L'abus de position dominante est un problème permanent, d'où qu'il provienne. Quand mes livres sont virés des rayons d'un grand libraire en n'y étant restés que trois jours parce qu'un grand éditeur arrive avec ses livres, je suis victime d'une position dominante. 
 
Or, je suis persuadé qu'il est beaucoup plus difficile de contrôler un marché numérique qu'un marché physique. Si Amazon devait abuser de sa situation dominante, les auteurs et éditeurs privilégieraient d'autres acteurs. Ces acteurs existent déjà : Apple (même si, pour moi, Apple n'est pas un "pure player" du livre numérique, puisqu'il n'existe aucun ebook Apple à base d'encre électronique) Bookeen, Kobo, le Nook de Barnes & Noble, Sony.
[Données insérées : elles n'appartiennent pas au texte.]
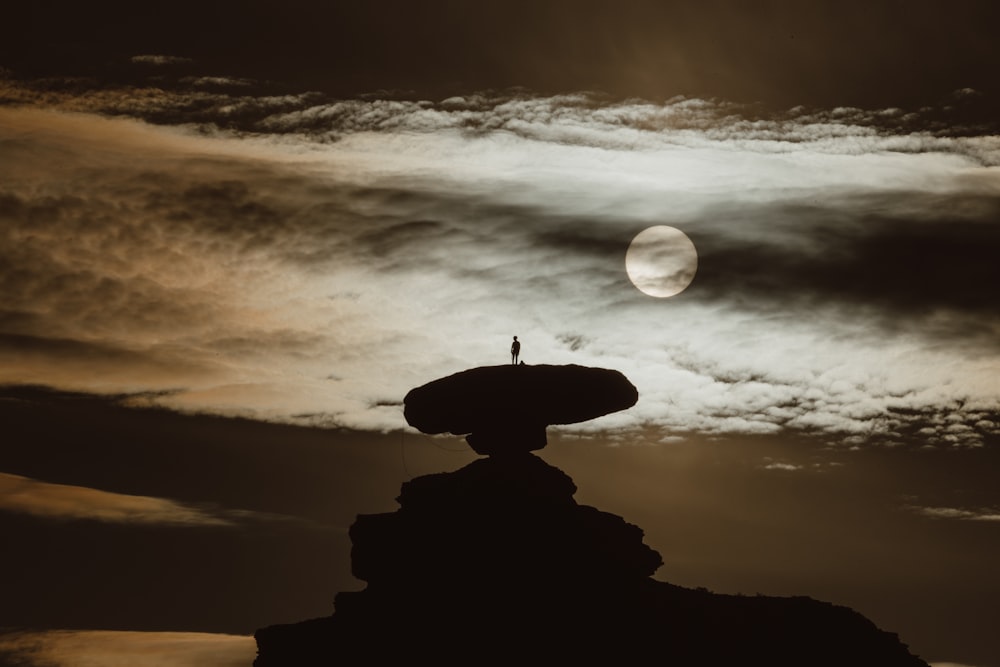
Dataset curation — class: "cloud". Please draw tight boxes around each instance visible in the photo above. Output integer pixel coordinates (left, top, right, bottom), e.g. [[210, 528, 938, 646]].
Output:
[[0, 472, 232, 526], [0, 630, 256, 667], [129, 54, 194, 65], [910, 507, 1000, 522], [0, 90, 1000, 447]]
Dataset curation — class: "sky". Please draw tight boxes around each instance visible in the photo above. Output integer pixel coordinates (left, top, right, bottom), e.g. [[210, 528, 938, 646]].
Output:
[[0, 0, 1000, 667]]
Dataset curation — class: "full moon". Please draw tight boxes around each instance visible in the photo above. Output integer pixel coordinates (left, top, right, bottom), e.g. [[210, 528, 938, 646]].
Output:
[[625, 225, 698, 298]]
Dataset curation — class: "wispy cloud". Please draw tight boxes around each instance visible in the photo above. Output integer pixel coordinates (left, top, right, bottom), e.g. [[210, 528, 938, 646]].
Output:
[[0, 630, 256, 667], [0, 472, 231, 526], [129, 53, 194, 65], [911, 507, 1000, 521], [0, 86, 1000, 446]]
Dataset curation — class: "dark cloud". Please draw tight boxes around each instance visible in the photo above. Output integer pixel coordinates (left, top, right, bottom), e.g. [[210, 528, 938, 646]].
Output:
[[0, 0, 1000, 112], [689, 192, 1000, 336]]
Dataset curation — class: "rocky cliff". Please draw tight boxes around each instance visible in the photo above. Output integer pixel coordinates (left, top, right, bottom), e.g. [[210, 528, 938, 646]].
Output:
[[254, 367, 926, 667]]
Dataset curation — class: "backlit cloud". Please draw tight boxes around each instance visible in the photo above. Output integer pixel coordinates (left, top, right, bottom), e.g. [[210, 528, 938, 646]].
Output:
[[0, 630, 257, 667], [0, 79, 1000, 447], [0, 472, 231, 526]]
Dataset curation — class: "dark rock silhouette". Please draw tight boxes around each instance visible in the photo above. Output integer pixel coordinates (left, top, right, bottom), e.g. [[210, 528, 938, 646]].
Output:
[[403, 365, 639, 454], [254, 369, 927, 667]]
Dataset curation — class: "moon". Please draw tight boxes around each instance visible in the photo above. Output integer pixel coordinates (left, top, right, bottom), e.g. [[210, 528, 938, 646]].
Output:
[[625, 225, 698, 298]]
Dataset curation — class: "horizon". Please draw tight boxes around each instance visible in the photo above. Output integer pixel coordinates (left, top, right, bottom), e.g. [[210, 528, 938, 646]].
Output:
[[0, 0, 1000, 667]]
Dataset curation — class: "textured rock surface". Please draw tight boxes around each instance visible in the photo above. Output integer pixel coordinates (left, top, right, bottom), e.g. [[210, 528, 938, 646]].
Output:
[[403, 365, 639, 454], [255, 454, 926, 667], [254, 366, 927, 667]]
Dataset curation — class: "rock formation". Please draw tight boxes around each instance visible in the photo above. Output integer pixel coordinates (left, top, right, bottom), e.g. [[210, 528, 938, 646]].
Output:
[[254, 367, 927, 667], [403, 365, 639, 455]]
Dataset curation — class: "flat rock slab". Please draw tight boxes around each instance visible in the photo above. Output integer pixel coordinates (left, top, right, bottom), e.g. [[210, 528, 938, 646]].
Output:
[[403, 364, 639, 453]]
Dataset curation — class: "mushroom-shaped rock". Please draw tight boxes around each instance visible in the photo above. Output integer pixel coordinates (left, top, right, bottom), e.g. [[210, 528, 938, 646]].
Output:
[[403, 365, 639, 454]]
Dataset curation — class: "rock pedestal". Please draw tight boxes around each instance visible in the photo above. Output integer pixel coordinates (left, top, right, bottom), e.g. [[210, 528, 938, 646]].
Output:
[[254, 369, 927, 667]]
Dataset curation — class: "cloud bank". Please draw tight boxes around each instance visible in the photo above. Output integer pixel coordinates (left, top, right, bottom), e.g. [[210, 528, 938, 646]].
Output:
[[0, 81, 1000, 447]]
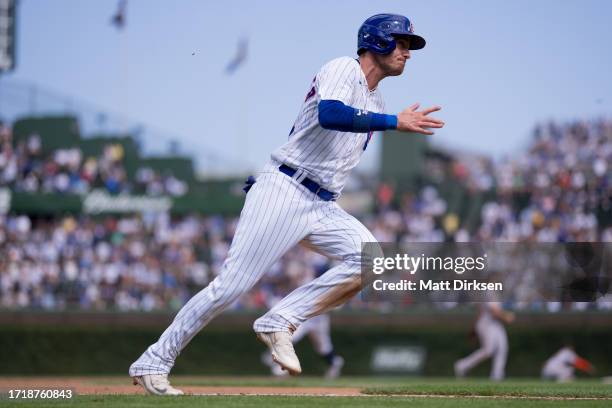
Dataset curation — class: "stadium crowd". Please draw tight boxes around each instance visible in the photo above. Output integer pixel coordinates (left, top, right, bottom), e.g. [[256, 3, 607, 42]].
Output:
[[0, 122, 188, 196], [0, 120, 612, 311]]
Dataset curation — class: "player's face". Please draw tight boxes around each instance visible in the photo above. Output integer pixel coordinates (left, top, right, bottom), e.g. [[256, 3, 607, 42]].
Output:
[[376, 38, 410, 76]]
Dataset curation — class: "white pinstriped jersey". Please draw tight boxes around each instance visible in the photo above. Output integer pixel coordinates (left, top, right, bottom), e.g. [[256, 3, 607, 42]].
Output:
[[272, 57, 384, 193]]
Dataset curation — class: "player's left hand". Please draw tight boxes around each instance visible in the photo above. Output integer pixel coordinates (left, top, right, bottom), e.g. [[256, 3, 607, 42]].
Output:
[[397, 103, 444, 135]]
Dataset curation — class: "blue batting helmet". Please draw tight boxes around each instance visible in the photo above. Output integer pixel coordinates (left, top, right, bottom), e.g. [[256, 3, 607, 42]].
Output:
[[357, 14, 425, 54]]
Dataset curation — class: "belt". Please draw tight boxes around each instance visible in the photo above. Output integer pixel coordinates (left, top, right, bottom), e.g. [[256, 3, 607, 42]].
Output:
[[278, 164, 337, 201]]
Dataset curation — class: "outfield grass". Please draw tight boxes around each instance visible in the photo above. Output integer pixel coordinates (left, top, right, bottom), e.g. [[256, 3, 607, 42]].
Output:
[[4, 395, 610, 408], [362, 379, 612, 398], [0, 376, 612, 408]]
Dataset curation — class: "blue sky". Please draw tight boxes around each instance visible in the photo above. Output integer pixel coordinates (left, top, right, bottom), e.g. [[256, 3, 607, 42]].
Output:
[[0, 0, 612, 172]]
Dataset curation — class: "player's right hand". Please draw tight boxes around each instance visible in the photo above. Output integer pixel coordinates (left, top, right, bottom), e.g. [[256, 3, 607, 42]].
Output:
[[397, 103, 444, 135]]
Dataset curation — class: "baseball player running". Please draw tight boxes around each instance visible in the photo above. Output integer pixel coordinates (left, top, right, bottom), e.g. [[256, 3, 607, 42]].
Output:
[[261, 253, 344, 379], [129, 14, 444, 395], [262, 313, 344, 379], [455, 302, 514, 381], [542, 346, 595, 382]]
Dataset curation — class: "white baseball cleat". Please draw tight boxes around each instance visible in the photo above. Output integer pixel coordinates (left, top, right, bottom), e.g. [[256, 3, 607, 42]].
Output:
[[257, 332, 302, 375], [133, 374, 185, 395], [325, 356, 344, 380]]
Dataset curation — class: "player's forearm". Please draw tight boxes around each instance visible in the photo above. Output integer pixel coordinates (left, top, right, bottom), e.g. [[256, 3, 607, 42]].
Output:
[[319, 100, 397, 133]]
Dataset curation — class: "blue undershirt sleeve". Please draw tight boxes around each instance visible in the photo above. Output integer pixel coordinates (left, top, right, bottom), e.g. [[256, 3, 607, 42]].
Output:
[[319, 99, 397, 133]]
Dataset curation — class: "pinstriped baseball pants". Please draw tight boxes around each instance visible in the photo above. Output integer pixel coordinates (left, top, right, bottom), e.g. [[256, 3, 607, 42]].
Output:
[[129, 162, 376, 376]]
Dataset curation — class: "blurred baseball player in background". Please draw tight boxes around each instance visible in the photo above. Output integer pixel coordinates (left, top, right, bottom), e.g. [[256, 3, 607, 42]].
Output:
[[455, 302, 514, 381], [129, 14, 444, 395], [542, 345, 595, 382]]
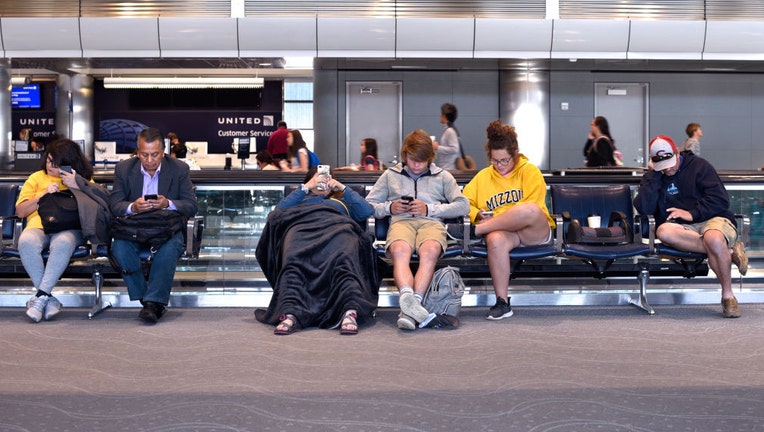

Tout ce qu'il leur faut pour vraiment concurrencer Amazon, c'est un site de qualité, avec des algorythmes aussi performants que ceux d'Amazon.
 
Il y a un auteur américain dont l'avis me semble très pertinent. Il s'agit de Mickael A.Stackpole. Dans un billet, il explique pourquoi il est vital pour les auteurs de pouvoir faire de la vente directe, via leur site d'auteur. Dans un autre intitulé "l'opinion d'un profane", il tente de décrypter le procès en cours (il ne reste plus que Apple, Mc Millan et Penguin contre le Département de justice américain, Hachette, HarperCollins et Simon & Schuster ayant signé un arrangement).
 
Les auteurs et les lecteurs doivent plus que jamais garder les yeux grands ouverts, et l'esprit critique. Quand une guerre de l'ampleur de celle qui oppose les différents acteurs éclate, la désinformation est une arme.